The three States of Georgia, Florida and South Carolina, comprising the military department of the south, having deliberately declared themselves no longer under the protection of the United States of America, and having taken up arms against the said United States, it becomes a military necessity to declare them under martial law. This was accordingly done on the 25th day of April, 1862. Slavery and martial law in a free country are altogether incompatible; the persons in these three States — Georgia, Florida, and South Carolina— heretofore held as slaves, are therefore declared forever free.
Maj. Gen. David Hunter, Department of the South,
General Order No. 11, May 9, 1862
This order was quickly rescinded by Abraham Lincoln, concerned about the political effects that it would have in the border states by driving some slave holders to support the Confederacy. Lincoln's own Emancipation Proclamation was announced in five months later in September 1862, effective January 1, 1863. Nevertheless, the South was furious at Hunter's action and Confederate President Jefferson Davis issued orders to consider Hunter a "felon to be executed if captured."

Hunter served as the president of the court-martial of Maj. Gen. Fitz John Porter, later exonerated, and on the committee that investigated the loss of Harpers Ferry in the Maryland Campaign. He also served briefly as the Assistant Inspector General of the Department of the Gulf.

Hunter commanded of the Army of the Shenandoah and the Department of West Virginia in 1864, and was ordered by Ulysess Grant to employ scorched earth tactics similar to those later used during Sherman's March to the Sea; Hunter was to move through Staunton to Charlottesville and Lynchburg, "living off the country" and destroying the Virginia Central Railroad "beyond possibility of repair for weeks." After Hunter defeated Maj. Gen.
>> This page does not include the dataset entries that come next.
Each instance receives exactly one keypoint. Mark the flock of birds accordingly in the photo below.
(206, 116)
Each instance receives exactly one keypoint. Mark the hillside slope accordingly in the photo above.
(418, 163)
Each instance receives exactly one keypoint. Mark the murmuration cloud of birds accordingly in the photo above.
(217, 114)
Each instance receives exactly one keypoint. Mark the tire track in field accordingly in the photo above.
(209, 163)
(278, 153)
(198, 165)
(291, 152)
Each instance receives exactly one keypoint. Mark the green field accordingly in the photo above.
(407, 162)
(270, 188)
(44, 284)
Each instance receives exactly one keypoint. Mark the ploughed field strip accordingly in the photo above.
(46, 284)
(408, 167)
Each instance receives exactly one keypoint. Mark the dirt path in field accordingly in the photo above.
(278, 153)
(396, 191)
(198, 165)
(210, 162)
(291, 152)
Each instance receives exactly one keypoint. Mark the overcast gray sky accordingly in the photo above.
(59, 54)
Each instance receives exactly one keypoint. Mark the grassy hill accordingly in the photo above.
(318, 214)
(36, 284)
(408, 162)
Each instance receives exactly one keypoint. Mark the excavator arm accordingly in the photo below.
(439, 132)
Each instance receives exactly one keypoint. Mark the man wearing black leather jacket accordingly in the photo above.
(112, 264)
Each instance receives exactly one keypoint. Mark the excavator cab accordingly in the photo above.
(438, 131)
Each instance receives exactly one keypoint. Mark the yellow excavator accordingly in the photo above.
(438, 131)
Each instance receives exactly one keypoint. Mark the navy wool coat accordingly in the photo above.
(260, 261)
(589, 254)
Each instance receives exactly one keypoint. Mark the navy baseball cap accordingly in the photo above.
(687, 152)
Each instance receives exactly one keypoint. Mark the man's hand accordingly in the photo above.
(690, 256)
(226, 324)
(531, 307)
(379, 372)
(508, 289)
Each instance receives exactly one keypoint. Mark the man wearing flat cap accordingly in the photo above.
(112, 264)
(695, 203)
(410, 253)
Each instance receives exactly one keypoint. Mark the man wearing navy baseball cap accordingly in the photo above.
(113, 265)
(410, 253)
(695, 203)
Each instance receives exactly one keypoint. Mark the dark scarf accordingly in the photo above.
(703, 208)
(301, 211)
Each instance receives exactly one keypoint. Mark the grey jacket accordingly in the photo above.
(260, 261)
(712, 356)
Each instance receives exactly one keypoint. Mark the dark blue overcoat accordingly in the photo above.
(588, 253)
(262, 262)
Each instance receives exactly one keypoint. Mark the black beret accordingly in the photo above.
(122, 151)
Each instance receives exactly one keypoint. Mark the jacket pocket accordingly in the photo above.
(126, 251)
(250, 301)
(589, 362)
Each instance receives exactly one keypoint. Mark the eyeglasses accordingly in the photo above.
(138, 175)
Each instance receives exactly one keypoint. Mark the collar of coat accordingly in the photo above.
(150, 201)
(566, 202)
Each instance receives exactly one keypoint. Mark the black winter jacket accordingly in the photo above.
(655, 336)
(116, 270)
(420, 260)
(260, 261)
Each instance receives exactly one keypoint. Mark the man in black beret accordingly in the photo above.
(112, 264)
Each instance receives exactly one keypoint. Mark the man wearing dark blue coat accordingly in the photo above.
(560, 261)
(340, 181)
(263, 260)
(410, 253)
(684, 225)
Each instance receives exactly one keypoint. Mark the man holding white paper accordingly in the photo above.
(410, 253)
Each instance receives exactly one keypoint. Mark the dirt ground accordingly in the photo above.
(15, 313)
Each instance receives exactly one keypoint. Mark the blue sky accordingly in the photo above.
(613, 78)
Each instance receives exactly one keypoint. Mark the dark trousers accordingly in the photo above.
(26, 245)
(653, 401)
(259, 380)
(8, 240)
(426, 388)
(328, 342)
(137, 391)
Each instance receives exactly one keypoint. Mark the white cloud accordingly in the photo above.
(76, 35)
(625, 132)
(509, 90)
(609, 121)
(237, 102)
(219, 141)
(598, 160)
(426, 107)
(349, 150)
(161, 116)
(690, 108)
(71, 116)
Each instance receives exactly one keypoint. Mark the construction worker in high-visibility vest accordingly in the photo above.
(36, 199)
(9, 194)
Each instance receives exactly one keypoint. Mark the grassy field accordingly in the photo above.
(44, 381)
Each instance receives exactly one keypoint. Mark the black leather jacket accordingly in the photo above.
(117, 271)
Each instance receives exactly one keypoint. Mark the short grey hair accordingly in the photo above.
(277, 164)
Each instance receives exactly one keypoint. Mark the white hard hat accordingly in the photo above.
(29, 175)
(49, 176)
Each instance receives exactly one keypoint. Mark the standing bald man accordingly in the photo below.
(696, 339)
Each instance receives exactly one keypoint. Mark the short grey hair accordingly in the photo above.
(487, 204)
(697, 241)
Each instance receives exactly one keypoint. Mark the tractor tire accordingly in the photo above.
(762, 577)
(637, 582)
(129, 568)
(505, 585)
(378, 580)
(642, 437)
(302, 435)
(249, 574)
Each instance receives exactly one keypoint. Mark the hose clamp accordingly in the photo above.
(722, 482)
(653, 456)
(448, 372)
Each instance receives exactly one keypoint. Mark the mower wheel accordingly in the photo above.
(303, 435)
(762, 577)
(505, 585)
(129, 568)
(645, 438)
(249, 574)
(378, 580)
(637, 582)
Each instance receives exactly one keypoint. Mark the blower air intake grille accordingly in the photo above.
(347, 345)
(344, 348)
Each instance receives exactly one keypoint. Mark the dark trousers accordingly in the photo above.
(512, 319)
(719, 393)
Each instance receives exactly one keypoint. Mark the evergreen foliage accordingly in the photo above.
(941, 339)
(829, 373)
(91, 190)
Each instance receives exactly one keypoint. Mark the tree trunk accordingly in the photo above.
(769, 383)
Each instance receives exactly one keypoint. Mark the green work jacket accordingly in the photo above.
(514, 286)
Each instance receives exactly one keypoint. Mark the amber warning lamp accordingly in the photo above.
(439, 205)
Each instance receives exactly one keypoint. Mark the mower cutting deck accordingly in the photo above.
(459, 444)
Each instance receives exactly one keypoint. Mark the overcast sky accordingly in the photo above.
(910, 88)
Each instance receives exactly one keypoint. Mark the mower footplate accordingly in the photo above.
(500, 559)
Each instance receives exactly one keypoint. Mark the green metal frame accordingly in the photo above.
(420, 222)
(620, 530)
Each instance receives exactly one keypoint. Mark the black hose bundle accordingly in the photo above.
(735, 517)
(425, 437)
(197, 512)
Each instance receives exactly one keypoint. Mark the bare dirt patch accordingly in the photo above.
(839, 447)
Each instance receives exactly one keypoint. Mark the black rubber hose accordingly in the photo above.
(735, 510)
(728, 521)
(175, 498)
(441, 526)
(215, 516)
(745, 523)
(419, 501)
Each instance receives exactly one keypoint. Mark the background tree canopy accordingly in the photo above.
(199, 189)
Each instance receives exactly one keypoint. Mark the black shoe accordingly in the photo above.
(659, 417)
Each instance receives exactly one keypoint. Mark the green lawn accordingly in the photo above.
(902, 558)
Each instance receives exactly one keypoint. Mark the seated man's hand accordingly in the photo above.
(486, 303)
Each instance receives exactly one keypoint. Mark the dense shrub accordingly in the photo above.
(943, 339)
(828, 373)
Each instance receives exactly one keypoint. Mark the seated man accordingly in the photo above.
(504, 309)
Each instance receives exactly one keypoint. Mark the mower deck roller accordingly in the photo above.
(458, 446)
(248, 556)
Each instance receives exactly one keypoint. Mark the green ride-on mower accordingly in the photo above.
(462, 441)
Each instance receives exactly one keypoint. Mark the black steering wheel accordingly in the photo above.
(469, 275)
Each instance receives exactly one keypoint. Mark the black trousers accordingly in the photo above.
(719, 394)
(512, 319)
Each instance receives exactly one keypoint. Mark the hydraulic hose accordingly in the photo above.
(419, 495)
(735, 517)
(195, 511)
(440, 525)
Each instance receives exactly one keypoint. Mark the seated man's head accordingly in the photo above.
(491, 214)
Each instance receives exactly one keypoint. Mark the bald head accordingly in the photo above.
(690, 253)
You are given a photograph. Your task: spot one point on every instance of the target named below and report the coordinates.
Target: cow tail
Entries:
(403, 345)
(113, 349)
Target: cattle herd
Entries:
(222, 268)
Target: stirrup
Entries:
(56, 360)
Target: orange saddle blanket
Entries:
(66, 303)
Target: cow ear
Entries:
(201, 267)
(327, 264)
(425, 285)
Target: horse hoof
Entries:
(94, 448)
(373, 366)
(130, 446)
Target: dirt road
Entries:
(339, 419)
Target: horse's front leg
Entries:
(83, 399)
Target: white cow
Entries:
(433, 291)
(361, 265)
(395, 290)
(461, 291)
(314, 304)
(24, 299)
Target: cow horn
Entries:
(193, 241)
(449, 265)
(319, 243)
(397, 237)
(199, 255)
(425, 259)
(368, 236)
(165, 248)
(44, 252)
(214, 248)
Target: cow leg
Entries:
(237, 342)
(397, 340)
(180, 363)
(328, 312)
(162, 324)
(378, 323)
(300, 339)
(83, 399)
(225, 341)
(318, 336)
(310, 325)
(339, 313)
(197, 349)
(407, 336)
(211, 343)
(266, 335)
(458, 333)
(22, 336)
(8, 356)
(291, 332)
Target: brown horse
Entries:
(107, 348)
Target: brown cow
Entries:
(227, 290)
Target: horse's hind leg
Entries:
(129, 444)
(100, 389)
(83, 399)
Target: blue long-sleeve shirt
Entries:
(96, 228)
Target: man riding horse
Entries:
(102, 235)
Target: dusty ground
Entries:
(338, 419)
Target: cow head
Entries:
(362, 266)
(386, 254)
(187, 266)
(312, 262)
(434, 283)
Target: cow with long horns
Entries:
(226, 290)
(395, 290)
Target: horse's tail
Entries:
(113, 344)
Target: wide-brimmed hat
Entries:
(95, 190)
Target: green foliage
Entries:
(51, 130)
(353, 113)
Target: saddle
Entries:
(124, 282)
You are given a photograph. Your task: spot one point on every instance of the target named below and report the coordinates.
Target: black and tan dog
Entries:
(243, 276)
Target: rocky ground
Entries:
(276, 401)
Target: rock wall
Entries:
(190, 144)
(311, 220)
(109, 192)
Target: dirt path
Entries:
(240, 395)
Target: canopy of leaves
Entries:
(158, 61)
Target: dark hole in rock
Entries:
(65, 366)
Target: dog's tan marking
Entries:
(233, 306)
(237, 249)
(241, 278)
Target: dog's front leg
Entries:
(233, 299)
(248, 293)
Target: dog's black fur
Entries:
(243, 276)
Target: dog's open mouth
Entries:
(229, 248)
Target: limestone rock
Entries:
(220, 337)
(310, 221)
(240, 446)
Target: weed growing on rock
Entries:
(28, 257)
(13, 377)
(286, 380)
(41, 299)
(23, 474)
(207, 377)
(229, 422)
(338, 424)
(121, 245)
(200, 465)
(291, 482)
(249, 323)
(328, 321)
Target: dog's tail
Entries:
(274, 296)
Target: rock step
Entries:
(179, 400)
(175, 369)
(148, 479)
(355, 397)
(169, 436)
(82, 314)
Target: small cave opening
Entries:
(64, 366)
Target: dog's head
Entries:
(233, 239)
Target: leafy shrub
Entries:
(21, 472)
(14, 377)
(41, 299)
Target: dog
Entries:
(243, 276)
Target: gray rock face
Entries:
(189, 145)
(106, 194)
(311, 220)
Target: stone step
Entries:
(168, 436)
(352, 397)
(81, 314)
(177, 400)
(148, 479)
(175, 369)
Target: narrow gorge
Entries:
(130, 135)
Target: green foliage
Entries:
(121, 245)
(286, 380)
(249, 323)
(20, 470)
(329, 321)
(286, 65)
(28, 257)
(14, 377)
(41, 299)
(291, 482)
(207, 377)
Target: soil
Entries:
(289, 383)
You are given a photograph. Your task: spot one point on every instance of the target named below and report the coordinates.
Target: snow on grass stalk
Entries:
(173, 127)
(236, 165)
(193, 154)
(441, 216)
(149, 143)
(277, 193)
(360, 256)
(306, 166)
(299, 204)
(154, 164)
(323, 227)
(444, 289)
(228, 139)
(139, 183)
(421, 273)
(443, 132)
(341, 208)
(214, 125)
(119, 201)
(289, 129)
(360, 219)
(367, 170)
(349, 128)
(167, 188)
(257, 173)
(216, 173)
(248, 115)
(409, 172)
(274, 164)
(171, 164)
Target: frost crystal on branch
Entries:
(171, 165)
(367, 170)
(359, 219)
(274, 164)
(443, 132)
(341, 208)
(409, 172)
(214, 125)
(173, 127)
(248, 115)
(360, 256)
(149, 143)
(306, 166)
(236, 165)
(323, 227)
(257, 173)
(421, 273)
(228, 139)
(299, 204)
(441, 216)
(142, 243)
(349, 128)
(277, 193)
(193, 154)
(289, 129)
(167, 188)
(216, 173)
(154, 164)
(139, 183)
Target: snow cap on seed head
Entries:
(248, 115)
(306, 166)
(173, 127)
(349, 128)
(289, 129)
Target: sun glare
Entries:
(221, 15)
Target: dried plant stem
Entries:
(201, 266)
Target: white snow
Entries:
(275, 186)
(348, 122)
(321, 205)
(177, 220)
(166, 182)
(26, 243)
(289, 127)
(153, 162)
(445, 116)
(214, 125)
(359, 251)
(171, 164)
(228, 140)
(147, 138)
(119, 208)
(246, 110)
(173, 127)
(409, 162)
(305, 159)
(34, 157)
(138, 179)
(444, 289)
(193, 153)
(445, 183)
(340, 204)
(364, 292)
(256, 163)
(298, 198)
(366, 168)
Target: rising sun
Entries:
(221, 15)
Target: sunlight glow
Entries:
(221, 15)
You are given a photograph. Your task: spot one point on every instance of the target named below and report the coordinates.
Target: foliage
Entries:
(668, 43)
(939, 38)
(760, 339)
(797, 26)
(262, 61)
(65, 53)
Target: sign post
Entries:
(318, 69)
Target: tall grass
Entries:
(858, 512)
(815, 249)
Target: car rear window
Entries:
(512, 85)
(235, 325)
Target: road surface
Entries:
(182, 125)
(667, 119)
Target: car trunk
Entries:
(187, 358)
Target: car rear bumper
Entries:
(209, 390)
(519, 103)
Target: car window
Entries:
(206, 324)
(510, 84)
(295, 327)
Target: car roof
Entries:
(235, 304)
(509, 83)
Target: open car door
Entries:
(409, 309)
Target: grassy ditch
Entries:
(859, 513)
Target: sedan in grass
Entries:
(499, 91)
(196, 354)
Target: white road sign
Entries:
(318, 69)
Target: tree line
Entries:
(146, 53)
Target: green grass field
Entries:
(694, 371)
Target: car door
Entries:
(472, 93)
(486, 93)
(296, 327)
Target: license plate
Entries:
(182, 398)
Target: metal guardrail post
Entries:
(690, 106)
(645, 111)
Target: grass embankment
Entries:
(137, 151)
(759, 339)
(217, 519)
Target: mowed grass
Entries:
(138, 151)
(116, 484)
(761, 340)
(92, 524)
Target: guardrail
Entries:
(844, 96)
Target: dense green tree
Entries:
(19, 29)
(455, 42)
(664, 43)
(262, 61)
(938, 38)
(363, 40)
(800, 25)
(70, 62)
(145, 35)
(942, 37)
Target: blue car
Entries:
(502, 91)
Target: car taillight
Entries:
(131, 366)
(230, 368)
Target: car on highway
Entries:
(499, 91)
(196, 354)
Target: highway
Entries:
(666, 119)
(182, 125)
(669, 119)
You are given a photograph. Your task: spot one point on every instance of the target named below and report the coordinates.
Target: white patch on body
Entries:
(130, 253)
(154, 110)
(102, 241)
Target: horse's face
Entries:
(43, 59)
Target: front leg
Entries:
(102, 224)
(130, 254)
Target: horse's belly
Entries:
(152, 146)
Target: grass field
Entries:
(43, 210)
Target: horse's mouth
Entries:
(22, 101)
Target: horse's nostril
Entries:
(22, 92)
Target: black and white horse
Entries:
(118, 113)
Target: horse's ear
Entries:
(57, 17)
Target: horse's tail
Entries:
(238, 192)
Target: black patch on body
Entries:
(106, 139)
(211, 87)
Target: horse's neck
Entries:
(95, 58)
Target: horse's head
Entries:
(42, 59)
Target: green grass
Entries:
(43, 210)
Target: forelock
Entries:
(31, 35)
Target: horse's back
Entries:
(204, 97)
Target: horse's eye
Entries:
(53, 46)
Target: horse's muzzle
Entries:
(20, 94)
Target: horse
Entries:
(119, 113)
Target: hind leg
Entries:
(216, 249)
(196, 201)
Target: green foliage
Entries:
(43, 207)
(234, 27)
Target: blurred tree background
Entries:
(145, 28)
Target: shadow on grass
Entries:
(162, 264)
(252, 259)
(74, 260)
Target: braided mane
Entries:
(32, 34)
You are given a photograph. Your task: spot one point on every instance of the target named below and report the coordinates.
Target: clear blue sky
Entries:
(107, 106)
William E. "Grumble" Jones at the Battle of Piedmont, he moved up the Valley (southward) to Lexington, where he burned Virginia Military Institute on June 11 and his troops freely looted civilian property of all kinds along the way. Lexington was particularly hard hit and Hunter's men plundered a number of private homes, the library of Washington College and burned the home of former Governor John Letcher.

Hunter's reign of terror in the Valley ended when he was defeated by Lt. Gen. Jubal A. Early at the Battle of Lynchburg. Grant brought in Maj. Gen. Philip Sheridan to lead the field troops, leaving Hunter with only administrative responsibilities. Hunter requested to be relieved and would serve in no more combat commands. In 1865 he was promoted to brevet major general in the regular army, a common honor for senior officers late in the war.

Hunter served in the honor guard at the funeral of Abraham Lincoln and accompanied his body back to Springfield. He was the president of the military commission trying the conspirators of Lincoln's assassination, from May 8 to July 15, 1865. He retired from the Army in July 1866. In 1873 he published "Report of the Military Services of Gen. David Hunter, U.S.A., during the War of the Rebellion."

Hunter died in Washington, D.C. in 1884.